BECOMING YOURSELF

We are constantly in the process of creating ourselves.

Identitas seseorang bukanlah entitas yang tetap, meskipun kita sering memperlakukannya seperti itu. Identitas bersifat dinamis dan sering berubah dari waktu ke waktu. (Aku, for one, jelas bukan orang yang sama hari ini dengan aku, katakanlah, di sekolah menengah). Identitas yang terus berkembang berarti bahwa kita tidak pernah "terjebak" menjadi sesuatu yang tidak kita inginkan. Jika ada cara yang kita inginkan percaya diri, tegas, ramah sosial; kita bisa menjadi seperti itu.

Di sinilah teknik "bertindak seolah-olah" comes in. Seseorang dapat bertindak "seolah-olah" dia sudah memiliki kualitas yang ingin dia wujudkan. Semakin sering dia melakukan ini, semakin nyaman dia menunjukkan kualitas yang diinginkan. Orang akan menanggapinya seolah-olah dia sudah memiliki sifat yang dimaksud. Akhirnya, orang tersebut akan menemukan bahwa dia tidak lagi harus "berpura-pura;" dia akan menemukan bahwa pada suatu saat dia benar-benar menjadi seperti yang dia inginkan.

Orang-orang terkadang menolak untuk mendekati perubahan dengan cara ini. Mereka berpendapat bahwa akan menjadi "palsu" atau "palsu" untuk berperilaku dengan cara yang tidak sesuai dengan emosi mereka. Aku mendorong mereka yang membuat argumen ini untuk melihat apa yang mendorong emosi ini.

Apakah mereka didasarkan pada keyakinan yang tidak masuk akal yang dikembangkan sejak awal kehidupan dan tidak pernah diuji ulang?

Ambil contoh, seseorang yang ingin percaya diri. Dia tidak merasa percaya diri dan percaya bahwa akan menjadi "palsu" jika dia berpura-pura percaya diri. Tapi mengapa dia kurang percaya diri sejak awal? Apakah itu berakar pada keyakinan yang tidak masuk akal seperti, "Saya harus sempurna agar orang-orang menyukai saya" atau "Perasaan saya tidak penting?"

Apakah masuk akal untuk membiarkan perilaku kita didikte oleh emosi yang didasarkan pada keyakinan yang tidak masuk akal? Bukankah itu, pada kenyataannya, menyebabkan kita berperilaku dengan cara yang tidak masuk akal?

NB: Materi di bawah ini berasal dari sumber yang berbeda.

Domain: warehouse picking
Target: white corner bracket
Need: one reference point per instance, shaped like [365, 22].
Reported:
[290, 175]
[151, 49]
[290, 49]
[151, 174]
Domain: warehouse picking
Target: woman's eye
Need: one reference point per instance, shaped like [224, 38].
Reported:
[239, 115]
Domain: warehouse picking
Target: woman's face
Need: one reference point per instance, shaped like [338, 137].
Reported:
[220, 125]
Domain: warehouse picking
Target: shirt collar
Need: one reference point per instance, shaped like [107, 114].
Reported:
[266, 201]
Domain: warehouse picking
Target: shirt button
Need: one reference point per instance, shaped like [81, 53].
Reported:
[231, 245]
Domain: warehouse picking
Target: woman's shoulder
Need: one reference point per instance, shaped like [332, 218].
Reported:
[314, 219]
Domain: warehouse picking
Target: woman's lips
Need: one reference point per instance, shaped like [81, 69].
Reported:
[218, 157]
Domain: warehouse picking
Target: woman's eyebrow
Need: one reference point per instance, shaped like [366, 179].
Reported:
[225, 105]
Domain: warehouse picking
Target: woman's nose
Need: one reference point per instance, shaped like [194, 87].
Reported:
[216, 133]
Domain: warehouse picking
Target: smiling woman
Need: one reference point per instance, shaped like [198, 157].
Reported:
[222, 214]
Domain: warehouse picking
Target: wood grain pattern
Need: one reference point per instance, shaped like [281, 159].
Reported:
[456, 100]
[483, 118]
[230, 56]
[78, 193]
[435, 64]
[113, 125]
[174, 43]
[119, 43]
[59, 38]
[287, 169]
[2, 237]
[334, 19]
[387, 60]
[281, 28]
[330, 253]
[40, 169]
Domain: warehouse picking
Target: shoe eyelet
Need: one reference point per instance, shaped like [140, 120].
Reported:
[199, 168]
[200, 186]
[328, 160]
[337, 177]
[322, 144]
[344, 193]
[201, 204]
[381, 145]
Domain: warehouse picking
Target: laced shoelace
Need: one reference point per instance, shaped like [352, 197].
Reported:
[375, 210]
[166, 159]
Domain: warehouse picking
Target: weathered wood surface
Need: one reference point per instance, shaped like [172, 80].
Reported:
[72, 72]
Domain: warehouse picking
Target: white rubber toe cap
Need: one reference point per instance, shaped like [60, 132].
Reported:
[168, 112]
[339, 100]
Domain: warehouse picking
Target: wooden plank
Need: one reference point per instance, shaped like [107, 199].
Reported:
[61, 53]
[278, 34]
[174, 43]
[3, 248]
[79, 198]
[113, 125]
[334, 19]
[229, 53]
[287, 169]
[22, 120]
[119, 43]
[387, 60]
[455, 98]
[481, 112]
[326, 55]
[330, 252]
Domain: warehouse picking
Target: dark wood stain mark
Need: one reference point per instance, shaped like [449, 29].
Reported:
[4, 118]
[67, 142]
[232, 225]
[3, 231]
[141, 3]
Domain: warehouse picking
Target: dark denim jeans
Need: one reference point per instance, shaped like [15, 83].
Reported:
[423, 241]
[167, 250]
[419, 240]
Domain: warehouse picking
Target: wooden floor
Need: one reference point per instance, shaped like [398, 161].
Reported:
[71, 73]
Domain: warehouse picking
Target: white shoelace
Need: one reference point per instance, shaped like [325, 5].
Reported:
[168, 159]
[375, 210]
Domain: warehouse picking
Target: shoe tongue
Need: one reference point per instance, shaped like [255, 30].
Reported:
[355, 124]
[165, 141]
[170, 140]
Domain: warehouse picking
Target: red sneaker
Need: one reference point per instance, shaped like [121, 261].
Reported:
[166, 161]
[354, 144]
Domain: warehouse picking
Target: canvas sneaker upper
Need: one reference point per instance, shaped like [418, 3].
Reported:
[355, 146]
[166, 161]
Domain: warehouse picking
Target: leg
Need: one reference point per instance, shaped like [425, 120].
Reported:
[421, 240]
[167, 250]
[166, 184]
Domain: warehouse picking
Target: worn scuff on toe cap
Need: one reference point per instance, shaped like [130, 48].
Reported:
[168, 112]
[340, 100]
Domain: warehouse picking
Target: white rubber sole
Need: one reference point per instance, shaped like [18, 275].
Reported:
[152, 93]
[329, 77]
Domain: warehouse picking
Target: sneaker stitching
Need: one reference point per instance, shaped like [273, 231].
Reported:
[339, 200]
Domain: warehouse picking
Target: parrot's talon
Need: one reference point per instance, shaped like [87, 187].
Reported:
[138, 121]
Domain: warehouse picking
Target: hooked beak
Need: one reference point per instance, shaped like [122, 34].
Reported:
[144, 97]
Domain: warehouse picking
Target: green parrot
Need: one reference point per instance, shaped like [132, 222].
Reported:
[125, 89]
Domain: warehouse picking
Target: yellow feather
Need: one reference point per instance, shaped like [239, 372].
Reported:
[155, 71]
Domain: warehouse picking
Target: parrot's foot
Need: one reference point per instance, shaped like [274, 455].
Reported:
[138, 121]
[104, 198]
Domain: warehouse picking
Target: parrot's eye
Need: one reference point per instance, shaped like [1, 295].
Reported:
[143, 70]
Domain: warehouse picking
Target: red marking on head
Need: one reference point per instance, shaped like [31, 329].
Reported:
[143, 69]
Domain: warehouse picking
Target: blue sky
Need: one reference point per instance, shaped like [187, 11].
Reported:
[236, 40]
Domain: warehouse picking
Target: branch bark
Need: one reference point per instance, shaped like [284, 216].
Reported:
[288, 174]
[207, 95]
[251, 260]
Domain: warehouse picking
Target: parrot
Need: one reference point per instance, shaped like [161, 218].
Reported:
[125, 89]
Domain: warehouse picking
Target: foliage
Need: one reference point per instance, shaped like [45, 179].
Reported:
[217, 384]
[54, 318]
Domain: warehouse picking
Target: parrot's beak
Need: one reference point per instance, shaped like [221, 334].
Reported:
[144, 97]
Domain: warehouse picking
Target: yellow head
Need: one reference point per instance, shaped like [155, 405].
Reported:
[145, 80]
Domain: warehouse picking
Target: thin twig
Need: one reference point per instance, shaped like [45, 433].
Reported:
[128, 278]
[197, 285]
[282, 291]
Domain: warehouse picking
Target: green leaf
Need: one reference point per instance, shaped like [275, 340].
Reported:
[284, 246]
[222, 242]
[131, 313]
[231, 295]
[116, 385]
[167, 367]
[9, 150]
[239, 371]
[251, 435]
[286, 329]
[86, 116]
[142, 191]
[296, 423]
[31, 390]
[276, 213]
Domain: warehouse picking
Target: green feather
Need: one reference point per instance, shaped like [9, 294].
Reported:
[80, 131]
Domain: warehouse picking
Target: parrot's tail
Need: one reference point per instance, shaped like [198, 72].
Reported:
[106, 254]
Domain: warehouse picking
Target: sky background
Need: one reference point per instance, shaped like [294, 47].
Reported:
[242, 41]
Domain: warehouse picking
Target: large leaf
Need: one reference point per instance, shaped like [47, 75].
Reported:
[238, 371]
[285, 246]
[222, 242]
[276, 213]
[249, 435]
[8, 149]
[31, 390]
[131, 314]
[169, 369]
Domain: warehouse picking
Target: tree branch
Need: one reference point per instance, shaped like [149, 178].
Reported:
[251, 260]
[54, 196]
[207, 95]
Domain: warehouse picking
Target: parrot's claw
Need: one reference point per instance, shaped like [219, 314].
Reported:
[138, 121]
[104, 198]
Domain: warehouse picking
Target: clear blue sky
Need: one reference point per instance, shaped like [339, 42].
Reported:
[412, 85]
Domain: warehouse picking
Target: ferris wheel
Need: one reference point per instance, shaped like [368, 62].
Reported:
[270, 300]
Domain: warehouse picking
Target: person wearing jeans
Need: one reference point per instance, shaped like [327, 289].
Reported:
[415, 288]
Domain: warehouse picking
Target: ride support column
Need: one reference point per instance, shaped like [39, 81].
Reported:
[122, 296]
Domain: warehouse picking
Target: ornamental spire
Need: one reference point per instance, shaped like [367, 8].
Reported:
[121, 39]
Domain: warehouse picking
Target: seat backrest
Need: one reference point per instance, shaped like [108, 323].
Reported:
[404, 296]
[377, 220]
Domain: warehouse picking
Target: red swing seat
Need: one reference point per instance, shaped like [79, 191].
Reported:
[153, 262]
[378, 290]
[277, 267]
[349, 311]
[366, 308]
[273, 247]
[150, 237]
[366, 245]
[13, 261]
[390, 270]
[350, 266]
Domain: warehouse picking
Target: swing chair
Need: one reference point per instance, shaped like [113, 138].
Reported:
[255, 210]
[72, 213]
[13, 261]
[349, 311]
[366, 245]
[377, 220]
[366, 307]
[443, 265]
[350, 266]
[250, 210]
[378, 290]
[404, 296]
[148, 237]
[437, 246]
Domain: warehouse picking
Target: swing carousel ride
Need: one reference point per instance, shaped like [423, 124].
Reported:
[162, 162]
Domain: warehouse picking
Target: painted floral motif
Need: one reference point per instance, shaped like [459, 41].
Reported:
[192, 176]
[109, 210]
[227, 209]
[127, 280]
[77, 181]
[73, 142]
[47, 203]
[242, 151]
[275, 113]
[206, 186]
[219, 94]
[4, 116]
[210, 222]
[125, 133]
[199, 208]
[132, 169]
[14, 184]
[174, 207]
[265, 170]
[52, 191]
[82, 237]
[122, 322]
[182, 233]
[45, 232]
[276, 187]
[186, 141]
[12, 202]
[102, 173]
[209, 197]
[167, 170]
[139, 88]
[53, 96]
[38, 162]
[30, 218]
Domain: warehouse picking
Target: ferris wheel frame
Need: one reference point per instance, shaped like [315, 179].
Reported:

Faktanya adalah cara kita mendefinisikan diri kita terus berubah. Selama kita tidak berpegang teguh pada satu set ide tertentu tentang siapa kita. Perasaan dan keyakinan kita kadang-kadang akan menentukan perilaku kita, dan memang demikian. Namun, ini harus menjadi pilihan sadar, not blind obedience. Jika kita memutuskan keyakinan kita tentang hal tertentu tidak masuk akal dan bahwa emosi kita tentang hal itu tidak membantu, kita dapat memilih untuk mengesampingkannya. Dengan cara ini, kita menghindari menempatkan batasan pada siapa kita bisa menjadi.